Так-то, милый, вот какие случаи в крепостные времена-то случались, это тебе не трамвай, это тебе не кинематограф. Одиннадцати годочков без малого выдали мою генеральшу-то, а генералу было все шестьдесят, злой был, из себя черный, усищи страшные и, представь, вместо правой ноги деревяшка – бонбой на войне отхватило. И это еще ничего, а то характера такого – прямо царю Ироду в пару. Пьяница, картежник, развратник – я и то, едучи на облучке, дивилась, зачем это таким важным генералам девок прикупать, разве своих нет? Потом поняла – девок-то сколько угодно – и у Ирода, видно, кой-какая совесть бывает – постеснялись своих девок к невинной душе, к генеральше моей, приставлять, такие они были, через генерала-то, все до одной. Да, милый мой, вот какие были в крепостные-то времена дела.
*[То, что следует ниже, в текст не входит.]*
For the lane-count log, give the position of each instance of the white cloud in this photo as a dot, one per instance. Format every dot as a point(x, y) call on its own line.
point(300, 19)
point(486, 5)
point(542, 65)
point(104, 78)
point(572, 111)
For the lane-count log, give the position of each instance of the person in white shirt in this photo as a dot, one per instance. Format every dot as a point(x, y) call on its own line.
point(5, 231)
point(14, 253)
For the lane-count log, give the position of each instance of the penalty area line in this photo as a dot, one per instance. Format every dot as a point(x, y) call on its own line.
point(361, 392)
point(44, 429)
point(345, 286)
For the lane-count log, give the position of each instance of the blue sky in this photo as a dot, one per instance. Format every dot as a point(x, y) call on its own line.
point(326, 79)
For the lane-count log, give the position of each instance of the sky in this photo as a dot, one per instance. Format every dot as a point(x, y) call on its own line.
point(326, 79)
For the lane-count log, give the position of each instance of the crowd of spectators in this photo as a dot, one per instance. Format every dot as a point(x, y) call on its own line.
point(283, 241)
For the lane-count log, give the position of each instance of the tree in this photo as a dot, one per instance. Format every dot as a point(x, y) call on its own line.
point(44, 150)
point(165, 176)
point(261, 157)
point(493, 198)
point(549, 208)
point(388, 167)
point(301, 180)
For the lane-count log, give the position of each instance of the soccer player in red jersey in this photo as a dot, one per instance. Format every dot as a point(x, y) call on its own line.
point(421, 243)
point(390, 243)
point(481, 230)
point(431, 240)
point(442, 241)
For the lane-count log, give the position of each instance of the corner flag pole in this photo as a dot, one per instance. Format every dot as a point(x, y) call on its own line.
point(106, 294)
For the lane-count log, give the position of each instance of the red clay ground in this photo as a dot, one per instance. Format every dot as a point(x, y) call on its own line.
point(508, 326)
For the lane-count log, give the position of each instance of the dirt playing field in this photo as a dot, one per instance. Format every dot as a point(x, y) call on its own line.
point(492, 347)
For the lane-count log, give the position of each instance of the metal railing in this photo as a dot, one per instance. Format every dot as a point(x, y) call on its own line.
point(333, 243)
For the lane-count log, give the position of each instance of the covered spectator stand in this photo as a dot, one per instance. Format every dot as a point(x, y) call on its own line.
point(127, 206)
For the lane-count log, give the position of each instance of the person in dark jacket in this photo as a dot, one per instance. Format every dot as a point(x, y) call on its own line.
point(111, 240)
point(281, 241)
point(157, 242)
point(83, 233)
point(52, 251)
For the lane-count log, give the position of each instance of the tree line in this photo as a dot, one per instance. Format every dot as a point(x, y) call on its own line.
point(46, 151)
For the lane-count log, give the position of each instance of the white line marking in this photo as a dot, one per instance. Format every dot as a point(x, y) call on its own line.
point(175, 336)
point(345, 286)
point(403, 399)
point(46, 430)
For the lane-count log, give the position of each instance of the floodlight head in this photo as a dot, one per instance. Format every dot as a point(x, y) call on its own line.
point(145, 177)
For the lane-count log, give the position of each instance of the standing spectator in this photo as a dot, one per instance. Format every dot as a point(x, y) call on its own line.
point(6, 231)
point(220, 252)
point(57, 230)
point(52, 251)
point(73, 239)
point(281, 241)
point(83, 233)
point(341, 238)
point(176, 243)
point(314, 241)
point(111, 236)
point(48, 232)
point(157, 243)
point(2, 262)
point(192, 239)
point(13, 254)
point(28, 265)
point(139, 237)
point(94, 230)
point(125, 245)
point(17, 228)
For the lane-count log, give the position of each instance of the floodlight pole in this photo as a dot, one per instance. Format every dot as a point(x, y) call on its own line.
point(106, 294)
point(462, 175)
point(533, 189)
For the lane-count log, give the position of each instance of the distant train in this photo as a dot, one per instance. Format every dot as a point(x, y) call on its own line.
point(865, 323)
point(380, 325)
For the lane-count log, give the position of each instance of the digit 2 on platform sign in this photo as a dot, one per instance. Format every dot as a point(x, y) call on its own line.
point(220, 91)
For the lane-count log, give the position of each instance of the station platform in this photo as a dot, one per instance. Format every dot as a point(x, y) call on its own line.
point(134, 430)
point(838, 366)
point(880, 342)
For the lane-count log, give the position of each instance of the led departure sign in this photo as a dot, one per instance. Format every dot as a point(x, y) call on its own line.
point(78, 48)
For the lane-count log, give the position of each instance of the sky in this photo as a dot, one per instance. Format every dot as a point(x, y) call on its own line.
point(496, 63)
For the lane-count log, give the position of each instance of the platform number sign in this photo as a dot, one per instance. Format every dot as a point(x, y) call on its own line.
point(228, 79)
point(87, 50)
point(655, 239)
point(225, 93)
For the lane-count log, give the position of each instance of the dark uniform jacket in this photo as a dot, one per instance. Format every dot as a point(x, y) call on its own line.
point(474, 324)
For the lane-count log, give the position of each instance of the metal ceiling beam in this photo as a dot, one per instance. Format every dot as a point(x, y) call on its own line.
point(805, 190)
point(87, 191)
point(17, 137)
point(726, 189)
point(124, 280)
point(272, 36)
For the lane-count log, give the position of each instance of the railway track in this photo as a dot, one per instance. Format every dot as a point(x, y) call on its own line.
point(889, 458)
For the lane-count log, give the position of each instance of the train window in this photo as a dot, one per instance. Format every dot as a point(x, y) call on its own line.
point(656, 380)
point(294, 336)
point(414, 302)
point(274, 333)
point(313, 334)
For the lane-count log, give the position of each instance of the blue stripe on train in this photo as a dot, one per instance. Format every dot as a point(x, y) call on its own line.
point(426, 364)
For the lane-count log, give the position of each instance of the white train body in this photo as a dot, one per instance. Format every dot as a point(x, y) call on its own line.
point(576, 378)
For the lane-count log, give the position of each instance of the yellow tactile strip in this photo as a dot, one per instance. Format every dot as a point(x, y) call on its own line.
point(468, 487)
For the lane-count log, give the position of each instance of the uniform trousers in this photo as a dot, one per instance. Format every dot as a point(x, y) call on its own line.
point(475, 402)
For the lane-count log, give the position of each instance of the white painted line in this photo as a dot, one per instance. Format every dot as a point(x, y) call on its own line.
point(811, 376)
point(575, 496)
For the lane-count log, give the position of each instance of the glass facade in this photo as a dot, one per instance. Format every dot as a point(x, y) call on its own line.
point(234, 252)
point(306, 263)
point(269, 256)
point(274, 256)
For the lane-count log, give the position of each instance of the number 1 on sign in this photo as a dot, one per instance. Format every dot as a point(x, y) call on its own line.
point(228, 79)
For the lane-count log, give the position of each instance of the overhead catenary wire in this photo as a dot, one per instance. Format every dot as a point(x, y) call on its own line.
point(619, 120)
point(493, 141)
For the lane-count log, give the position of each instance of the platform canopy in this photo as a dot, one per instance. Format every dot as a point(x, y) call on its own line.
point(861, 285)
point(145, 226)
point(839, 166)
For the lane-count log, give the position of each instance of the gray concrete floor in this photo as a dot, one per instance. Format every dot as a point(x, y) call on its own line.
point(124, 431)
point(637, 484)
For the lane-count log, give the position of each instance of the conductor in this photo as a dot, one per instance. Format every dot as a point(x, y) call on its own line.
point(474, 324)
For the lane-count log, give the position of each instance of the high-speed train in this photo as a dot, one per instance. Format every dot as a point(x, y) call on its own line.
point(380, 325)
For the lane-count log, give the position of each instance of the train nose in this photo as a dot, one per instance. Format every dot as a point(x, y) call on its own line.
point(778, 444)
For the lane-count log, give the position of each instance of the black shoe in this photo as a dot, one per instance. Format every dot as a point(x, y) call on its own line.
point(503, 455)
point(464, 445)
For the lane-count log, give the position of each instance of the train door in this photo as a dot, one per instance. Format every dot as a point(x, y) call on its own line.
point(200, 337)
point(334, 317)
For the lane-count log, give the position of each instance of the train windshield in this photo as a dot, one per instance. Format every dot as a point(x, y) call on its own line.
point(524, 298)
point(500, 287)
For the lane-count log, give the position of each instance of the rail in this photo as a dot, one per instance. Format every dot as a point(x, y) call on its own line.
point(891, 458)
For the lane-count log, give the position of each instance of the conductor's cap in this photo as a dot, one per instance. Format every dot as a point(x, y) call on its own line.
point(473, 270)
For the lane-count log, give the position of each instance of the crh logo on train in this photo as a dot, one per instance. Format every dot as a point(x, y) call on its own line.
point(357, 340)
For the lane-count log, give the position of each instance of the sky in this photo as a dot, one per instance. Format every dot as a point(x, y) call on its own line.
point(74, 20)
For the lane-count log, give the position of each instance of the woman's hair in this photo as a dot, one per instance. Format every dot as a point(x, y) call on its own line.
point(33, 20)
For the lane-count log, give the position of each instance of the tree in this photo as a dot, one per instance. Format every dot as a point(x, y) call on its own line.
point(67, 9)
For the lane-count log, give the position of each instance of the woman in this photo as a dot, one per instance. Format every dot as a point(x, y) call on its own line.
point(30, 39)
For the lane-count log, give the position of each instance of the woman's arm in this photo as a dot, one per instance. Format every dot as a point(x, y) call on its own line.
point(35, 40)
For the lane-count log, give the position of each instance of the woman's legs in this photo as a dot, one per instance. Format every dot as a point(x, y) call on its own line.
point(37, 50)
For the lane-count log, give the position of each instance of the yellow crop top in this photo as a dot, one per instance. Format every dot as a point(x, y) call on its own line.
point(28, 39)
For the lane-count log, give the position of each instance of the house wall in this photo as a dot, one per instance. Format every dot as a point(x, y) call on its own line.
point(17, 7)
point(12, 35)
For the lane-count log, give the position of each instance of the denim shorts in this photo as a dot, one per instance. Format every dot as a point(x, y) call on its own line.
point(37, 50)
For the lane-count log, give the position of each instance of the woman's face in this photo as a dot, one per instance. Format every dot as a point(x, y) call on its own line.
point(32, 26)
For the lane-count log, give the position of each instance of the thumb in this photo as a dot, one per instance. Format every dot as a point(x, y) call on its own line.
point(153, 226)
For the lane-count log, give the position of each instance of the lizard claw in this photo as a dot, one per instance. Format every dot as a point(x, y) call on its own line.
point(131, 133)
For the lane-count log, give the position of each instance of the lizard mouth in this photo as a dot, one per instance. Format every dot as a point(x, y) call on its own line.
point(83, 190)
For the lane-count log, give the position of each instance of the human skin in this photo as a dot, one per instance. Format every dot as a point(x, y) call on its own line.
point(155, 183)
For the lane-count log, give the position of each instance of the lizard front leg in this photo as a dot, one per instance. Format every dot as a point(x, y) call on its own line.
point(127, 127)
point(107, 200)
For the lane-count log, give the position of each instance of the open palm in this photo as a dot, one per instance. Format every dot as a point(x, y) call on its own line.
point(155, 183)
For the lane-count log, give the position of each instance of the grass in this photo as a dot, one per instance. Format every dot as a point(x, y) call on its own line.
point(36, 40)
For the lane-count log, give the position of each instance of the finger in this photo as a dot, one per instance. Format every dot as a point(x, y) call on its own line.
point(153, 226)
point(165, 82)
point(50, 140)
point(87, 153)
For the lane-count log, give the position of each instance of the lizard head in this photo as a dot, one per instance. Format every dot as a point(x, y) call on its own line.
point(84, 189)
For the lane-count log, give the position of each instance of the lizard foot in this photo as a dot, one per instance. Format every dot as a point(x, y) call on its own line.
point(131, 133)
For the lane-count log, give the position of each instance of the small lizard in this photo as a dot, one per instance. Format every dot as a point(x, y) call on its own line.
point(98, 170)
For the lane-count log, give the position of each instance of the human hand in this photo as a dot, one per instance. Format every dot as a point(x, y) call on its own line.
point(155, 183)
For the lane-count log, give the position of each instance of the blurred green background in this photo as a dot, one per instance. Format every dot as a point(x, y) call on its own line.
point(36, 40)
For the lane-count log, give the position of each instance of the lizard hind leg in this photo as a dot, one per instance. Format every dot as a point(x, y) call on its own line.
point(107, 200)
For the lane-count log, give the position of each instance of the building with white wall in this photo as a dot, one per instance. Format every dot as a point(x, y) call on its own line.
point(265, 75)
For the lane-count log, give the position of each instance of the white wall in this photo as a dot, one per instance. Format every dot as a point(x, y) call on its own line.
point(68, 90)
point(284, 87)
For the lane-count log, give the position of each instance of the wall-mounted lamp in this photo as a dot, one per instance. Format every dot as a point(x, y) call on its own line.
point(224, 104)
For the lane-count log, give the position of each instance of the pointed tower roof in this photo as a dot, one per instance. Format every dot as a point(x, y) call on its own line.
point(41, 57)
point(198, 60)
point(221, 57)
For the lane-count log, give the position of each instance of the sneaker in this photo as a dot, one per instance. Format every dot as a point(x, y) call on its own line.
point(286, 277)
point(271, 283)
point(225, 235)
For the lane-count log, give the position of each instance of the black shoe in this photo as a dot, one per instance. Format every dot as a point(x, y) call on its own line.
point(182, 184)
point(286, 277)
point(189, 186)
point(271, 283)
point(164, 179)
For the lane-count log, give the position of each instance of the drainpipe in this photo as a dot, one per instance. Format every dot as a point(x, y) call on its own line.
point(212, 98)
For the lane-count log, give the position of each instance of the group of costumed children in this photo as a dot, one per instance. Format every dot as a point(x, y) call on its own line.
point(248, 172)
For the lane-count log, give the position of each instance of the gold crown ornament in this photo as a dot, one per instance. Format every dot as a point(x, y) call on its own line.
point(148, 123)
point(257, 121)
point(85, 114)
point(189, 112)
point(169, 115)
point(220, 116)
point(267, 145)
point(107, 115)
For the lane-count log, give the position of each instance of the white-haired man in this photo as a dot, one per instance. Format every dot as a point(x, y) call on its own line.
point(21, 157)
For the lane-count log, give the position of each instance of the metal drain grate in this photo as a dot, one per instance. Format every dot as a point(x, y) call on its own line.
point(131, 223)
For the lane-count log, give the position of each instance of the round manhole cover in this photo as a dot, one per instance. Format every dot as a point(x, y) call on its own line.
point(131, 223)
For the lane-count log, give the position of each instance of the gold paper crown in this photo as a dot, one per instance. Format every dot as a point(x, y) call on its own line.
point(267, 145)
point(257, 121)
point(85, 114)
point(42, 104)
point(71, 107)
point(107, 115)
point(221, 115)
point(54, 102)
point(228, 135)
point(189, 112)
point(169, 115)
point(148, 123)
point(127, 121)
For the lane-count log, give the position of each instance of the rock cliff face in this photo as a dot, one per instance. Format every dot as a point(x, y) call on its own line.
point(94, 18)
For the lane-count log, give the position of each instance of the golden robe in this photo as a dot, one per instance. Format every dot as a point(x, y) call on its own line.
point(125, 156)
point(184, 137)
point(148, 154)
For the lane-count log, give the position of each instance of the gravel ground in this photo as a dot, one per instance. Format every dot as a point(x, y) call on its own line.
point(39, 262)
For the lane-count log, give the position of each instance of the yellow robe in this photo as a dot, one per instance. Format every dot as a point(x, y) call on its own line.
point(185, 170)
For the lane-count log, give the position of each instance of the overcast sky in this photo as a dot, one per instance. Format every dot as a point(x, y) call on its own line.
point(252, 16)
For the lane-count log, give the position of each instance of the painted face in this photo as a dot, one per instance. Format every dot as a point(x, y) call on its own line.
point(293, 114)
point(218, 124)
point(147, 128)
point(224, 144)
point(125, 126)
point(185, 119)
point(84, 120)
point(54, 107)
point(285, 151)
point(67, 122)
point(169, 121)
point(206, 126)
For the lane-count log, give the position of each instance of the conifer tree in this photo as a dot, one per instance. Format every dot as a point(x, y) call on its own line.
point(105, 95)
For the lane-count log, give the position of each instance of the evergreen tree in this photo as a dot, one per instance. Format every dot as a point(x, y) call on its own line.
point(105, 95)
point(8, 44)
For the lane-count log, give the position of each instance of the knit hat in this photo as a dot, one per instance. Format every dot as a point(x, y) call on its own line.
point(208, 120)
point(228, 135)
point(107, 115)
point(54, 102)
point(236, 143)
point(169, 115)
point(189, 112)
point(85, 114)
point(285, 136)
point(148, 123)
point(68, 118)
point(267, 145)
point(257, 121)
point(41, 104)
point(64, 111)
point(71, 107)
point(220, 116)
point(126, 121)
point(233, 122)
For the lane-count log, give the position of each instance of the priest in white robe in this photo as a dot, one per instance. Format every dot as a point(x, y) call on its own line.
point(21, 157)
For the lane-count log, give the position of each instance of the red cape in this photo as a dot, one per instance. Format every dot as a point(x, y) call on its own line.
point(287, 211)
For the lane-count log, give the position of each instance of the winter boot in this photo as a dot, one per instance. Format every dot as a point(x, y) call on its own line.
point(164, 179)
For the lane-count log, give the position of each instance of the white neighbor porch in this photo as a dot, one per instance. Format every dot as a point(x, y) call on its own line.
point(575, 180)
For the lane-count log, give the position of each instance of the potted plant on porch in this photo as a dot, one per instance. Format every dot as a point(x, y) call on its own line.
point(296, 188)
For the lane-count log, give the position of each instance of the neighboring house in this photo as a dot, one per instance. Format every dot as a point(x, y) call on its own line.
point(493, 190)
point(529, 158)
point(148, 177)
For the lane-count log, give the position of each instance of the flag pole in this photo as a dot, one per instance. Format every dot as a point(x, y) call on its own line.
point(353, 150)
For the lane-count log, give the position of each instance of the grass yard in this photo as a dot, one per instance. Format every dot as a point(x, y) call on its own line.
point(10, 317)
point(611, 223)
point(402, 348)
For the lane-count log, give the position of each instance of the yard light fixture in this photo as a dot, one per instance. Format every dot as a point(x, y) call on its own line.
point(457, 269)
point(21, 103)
Тут в скорости узнала я от ангела моего, генеральши, из самых ихних сахарных губок, все, как было. Пьяного генерала на ней женили, как есть пьяного влежку – и где, ты только вообрази, в собственном ее родительском доме. Из княжеского рода она была, забыла теперь фамилию, только знаменитейшего рода, и тоже генерал был папаша – ан разорившийся. Дочкой и решили дела подправить, дочку – малое дитя – и выдали за безногого черта. Под венец, говорят, так и несли его в беспамятстве от винища, ее – в обмороке, бедняжечку. Обкрутили, чего там, поп был на то особый припасен, шафера – свои люди – Исайя, ликуй! – и готово. Была девочка маленькая, Божья душа невинная, стала генеральша, мужу своему раба. Генерал-то утром проснулся, протер глазища, прокашлял глотку, смотрит, что такое обручальное кольцо на руке. Что за чорт. Филька,– кричит камердинеру своему,– это что за штука? – С честным браком, дескать, поздравляю ваше превосходительство. Как? Что? Почему? Разъяснили ему. Потемнел, как туча, книги церковные потребовал, чтобы ему представили. Представили книги видит генерал – все по-благородному, честь-честью, комар носа не подточит.Ладно, говорит, коли так, где же моя ненаглядная супруга, почему не в мужниной кровати? Подать ее сюда. Ведут сердешную, а она обомлела вся и только книксены делает, книксены, присядку такую, как ее мадама обучала. Посмотрел на нее генерал, покрутил усища, и – не знаю, сердце ли в нем тронулось или не по скусу она ему пришлась,– только никакого зла ей не сделал, посмотрел и отпустил.